Row Level Security In SQL Server

SQL Server Row Level Security

Row-level security (RLS) is a feature added as of SQL Server 2016. Instead of encrypting or decrypting a database’s table data, it restricts and filters a table’s row-level data in accordance with security policies defined by the user. This enables the database engine to limit the number of exposed data rows. This is a simple and powerful SQL Server security control that is transparent to both clients and user applications.

Permissions

Creating, altering, or dropping security policies requires the ALTER ANY SECURITY POLICY permission. Creating or dropping a security policy requires ALTER permission on the schema.

Additionally, the following permissions are required for each predicate that is added:

·        SELECT and REFERENCES permissions on the function being used as a predicate.

·        REFERENCES permission on the target table being bound to the policy.

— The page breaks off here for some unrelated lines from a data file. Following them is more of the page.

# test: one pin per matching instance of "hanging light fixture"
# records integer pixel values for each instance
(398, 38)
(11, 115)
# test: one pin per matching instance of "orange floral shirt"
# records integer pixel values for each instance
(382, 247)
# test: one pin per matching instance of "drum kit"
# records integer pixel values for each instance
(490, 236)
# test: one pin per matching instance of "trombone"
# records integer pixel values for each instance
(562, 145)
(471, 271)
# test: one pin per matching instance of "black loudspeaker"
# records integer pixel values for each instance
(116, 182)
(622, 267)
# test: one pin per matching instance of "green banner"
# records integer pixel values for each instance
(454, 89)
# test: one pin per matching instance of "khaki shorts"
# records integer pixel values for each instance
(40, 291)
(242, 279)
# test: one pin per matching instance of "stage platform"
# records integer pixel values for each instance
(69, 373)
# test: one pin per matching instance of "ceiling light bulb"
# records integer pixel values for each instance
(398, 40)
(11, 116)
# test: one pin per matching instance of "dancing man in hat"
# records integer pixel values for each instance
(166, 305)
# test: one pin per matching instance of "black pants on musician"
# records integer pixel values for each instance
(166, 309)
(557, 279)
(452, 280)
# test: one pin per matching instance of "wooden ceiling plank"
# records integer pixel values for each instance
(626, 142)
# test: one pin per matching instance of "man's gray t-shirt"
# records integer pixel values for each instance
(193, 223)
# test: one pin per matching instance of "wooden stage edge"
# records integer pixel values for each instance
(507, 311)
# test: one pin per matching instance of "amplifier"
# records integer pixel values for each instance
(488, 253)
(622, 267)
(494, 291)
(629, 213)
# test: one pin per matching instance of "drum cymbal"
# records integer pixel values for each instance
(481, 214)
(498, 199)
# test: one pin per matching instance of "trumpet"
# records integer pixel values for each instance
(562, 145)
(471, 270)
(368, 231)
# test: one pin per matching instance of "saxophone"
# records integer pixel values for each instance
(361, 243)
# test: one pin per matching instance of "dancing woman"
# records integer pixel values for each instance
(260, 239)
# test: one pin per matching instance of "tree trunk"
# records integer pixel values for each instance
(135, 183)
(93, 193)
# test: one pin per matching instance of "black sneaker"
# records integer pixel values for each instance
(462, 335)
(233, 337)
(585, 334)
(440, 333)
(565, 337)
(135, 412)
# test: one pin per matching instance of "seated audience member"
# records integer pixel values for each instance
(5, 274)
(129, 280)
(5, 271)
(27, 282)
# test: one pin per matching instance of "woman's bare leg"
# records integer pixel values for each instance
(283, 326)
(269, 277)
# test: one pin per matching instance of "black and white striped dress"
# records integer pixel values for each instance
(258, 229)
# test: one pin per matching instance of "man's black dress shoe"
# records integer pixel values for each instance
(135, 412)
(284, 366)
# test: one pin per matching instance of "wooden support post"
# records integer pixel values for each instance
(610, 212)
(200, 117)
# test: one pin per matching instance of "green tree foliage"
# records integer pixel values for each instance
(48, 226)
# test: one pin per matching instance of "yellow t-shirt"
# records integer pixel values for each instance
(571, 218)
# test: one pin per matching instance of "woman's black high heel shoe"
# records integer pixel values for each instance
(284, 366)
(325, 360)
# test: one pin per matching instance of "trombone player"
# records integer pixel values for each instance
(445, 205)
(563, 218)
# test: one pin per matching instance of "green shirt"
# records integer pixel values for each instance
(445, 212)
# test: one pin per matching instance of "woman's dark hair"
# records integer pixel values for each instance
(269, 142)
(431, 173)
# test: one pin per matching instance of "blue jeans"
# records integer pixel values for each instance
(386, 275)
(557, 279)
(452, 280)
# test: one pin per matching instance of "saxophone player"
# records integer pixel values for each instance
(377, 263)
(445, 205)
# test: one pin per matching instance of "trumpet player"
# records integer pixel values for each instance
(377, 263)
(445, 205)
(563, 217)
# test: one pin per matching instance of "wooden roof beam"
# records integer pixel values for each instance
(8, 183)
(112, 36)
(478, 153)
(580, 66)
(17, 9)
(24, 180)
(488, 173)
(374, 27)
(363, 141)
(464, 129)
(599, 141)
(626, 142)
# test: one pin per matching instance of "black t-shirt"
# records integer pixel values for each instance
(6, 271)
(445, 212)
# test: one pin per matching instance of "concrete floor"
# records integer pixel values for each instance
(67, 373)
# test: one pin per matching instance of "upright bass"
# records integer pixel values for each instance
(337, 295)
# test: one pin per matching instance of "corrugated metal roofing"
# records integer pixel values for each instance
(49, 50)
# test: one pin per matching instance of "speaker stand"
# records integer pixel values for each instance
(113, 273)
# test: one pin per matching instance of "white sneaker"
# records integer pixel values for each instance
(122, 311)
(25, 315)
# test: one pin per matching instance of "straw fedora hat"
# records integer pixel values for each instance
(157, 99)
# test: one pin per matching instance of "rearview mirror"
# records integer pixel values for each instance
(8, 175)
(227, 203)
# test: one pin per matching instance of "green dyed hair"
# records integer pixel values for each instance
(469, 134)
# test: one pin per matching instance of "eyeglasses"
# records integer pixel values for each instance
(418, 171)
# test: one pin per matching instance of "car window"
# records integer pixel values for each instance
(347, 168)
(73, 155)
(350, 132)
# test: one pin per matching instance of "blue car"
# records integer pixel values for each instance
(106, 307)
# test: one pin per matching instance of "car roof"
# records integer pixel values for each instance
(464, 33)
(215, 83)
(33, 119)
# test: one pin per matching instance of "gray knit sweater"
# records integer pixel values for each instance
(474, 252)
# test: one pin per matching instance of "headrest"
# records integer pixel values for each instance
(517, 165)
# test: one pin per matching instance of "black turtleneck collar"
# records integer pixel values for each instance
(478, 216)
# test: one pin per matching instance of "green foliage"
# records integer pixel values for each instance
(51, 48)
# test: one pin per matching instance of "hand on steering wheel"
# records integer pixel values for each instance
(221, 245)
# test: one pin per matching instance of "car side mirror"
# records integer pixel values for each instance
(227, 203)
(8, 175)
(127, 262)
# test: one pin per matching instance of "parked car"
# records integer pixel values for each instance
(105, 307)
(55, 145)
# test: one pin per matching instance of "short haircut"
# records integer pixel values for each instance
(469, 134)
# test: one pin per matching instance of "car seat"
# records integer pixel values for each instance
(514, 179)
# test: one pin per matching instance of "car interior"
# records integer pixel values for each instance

·        REFERENCES permission on every column from the target table used as arguments.

 

-- Create databas RLS

CREATE DATABASE RLS

GO

-- Create schema

CREATE SCHEMA Sales

GO


-- Create table

CREATE TABLE Sales.Orders

    ( 

    OrderID int, 

    SalesRep nvarchar(50), 

    Product nvarchar(50), 

    Quantity smallint 

    );

-- Insert records into table

INSERT INTO Sales.Orders  VALUES (1, 'SalesRep1', 'Valve', 5);

INSERT INTO Sales.Orders  VALUES (2, 'SalesRep1', 'Wheel', 2);

INSERT INTO Sales.Orders  VALUES (3, 'SalesRep1', 'Valve', 4);

INSERT INTO Sales.Orders  VALUES (4, 'SalesRep2', 'Bracket', 2);

INSERT INTO Sales.Orders  VALUES (5, 'SalesRep2', 'Wheel', 5);

INSERT INTO Sales.Orders  VALUES (6, 'SalesRep2', 'Seat', 5);

 

-- View the  rows in the table 

SELECT * FROM Sales.Orders;

-- Create users

CREATE USER Manager WITHOUT LOGIN; 

CREATE USER SalesRep1 WITHOUT LOGIN; 

CREATE USER SalesRep2 WITHOUT LOGIN;

GO


-- Before granting read access to users

-- Grant read access on the table to each of the users.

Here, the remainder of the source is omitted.